In Moscow, a grim place by most standards, there is a train arriving on any platform every two minutes, day or night. London is criss-crossed by train lines and they run with a certain eccentric grace. New York functions with an American urgency. Washington, combining the charm of the North and the efficiency of the South, just pokes along.

I live near the Orange Line which crosses the Virginia suburbs and plunges into the District, West to East. To get to Crystal City, one must transfer to the Blue Line at Rossyln, last stop in the Old Dominion. With the train change, you may get the opportunity to wait as much as twenty minutes on the platform waiting for a train.

But the supreme problem is the parking. There is none. If I pick up the train at the closest station to my apartment, I could walk twenty minutes and get there, if it wasn't raining or snowing. In the summer I would arrive with my suit soaked in perspiration. In the winter I would freeze. I am an American, after all, so I sometimes drive to my corporate office and park there for free in the underground garage. Then I walk the two blocks to the Metro stop at Ballston and go underground from there.

Sometimes it takes ten minutes with a fortuitous train to Rosslyn, and another eight on the Blue Line down to Crystal City. With the eight minute walk to the office building, it is theoretically only a half hour. But the whole thing is absurd, since I can drive to Crystal City in eight minutes. There just is no place to park when I get there. The few metered spaces are occupied by 0600; the alternative is the underground garage.

That is remarkably convenient, though harrowing, since the Washingtonians drive in the concrete darkness with the same wild abandon they do on the Beltway. And then it is $17 a day to park.

There are discount rates for a monthly pass, but they have been promising our move to another more permanent Government facility daily for nearly a month. I think I could get reimbursed for the parking on the contract, but I haven't figured out how to do the paperwork for that. The Company is comprised of stingy paper-pushers on overhead, who spent their days not making any money scrutinizing the timecards of those of us who do.

Don't get me wrong, I am thrilled there is a train at all. But arriving at Crystal City, it is a brisk eight minute walk to the building where we work, and eleven floors up to the Government office where the surly employees grudgingly let us into "their" spaces and eye us to ensure we do not read "their" magazines. They don't trust us and have not given us the combination to the cipher lock on the door. There is a Colonel in charge who looks perpetually dyspeptic.

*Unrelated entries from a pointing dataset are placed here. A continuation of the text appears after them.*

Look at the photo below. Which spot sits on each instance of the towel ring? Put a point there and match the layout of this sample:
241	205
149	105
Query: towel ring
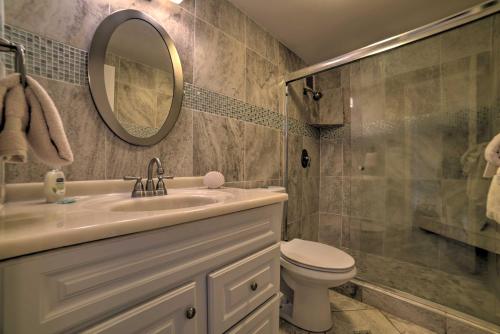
18	49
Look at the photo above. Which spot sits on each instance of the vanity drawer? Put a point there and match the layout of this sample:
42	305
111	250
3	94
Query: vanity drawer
236	290
264	320
165	314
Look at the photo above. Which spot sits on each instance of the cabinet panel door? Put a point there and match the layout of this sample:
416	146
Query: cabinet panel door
264	320
166	314
236	290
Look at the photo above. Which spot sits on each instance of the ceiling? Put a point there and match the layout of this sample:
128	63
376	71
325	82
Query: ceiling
318	30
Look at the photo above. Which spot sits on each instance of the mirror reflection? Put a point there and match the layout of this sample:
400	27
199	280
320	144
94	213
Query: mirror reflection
138	78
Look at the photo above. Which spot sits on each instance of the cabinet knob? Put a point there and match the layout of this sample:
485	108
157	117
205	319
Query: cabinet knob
190	313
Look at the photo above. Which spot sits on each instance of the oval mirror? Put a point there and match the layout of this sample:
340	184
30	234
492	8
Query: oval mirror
135	77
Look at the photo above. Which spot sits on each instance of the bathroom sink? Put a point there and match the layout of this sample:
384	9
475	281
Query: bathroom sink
169	202
176	199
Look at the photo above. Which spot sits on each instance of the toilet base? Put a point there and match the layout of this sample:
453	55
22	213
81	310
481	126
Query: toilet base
310	309
288	319
306	301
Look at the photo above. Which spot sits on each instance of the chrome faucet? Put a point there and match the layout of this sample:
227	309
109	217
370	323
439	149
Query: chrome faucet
150	190
160	186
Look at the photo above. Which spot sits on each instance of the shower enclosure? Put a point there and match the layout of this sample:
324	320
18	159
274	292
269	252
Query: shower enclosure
397	167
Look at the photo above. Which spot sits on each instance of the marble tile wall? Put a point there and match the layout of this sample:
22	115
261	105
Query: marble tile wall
231	118
401	180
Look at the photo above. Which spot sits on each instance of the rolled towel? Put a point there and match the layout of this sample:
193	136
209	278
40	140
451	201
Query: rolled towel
39	123
14	120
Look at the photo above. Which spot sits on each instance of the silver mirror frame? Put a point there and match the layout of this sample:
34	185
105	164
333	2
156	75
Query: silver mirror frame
97	56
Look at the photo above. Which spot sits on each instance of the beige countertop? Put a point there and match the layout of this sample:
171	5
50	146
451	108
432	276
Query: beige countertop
29	226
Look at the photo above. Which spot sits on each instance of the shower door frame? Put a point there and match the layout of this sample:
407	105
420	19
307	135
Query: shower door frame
450	22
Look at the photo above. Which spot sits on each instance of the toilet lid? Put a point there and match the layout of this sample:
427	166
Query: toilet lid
314	255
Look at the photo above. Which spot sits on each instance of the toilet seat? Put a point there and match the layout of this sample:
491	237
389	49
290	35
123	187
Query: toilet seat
316	256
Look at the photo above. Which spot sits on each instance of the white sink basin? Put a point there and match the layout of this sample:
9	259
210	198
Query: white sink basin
176	199
168	202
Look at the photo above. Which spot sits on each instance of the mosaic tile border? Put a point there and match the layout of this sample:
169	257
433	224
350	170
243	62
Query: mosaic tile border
48	58
54	60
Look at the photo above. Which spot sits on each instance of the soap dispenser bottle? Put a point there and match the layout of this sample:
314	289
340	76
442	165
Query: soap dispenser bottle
54	188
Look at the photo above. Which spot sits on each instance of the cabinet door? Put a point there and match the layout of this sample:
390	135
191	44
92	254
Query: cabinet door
173	312
236	290
264	320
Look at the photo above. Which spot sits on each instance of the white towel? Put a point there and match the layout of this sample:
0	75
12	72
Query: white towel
493	201
30	116
492	156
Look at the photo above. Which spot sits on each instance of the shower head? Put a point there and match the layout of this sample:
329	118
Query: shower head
316	94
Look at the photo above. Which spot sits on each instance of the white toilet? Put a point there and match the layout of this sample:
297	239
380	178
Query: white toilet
308	270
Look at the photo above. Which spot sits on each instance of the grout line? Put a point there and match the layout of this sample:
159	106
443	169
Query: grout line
390	322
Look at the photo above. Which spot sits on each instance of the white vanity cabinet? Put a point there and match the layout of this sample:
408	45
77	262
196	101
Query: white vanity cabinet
210	276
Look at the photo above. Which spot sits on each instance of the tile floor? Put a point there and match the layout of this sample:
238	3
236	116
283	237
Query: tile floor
353	317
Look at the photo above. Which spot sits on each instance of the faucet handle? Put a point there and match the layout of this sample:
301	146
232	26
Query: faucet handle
138	190
160	187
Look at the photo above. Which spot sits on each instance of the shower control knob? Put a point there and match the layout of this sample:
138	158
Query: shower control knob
305	159
190	312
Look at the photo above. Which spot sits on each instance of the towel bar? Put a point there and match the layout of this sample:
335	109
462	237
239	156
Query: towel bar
18	49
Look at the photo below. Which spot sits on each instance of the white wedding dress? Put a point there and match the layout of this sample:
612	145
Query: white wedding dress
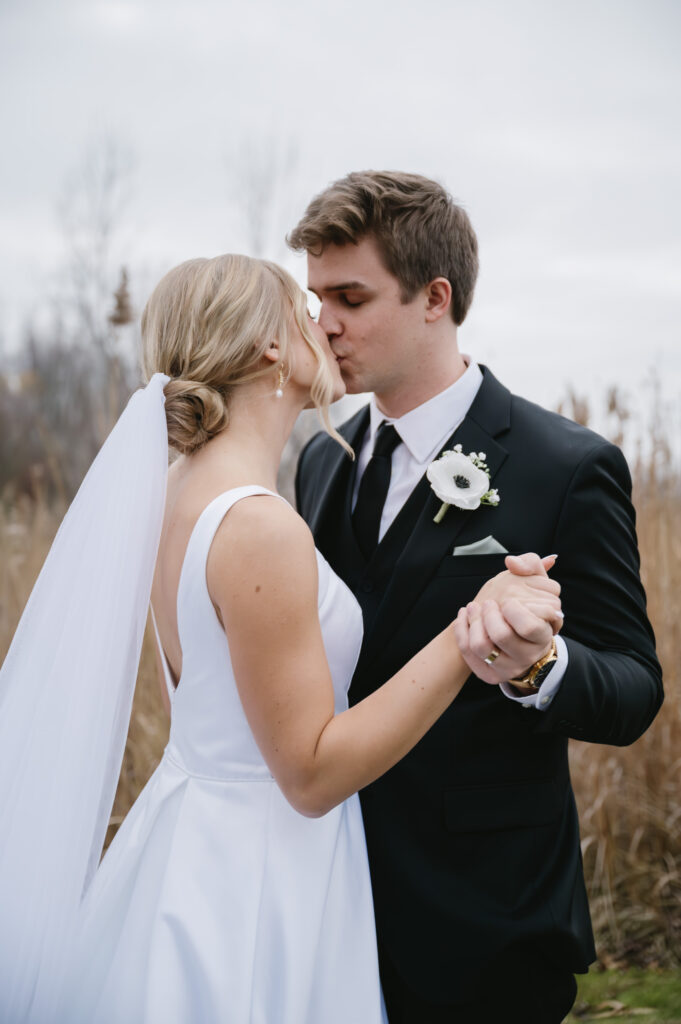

He was assured we would only darken his door for a few days and we have been camped in his conference room for nearly three weeks. They say we will move on Monday to a suite over near Virginia Square. They claim there will be free parking, and I know the neighborhood. It is on the vibrant Wilson Boulevard Corridor, where the new building are sprouting atop deep underground foundations, and there are plenty of places to go for lunch.

So that is where the Spring will come to us, over near the Orange Line.

Life may be finite, but there is something special about the new facility something that approaches the meaning of life here. They say there is plenty of free parking.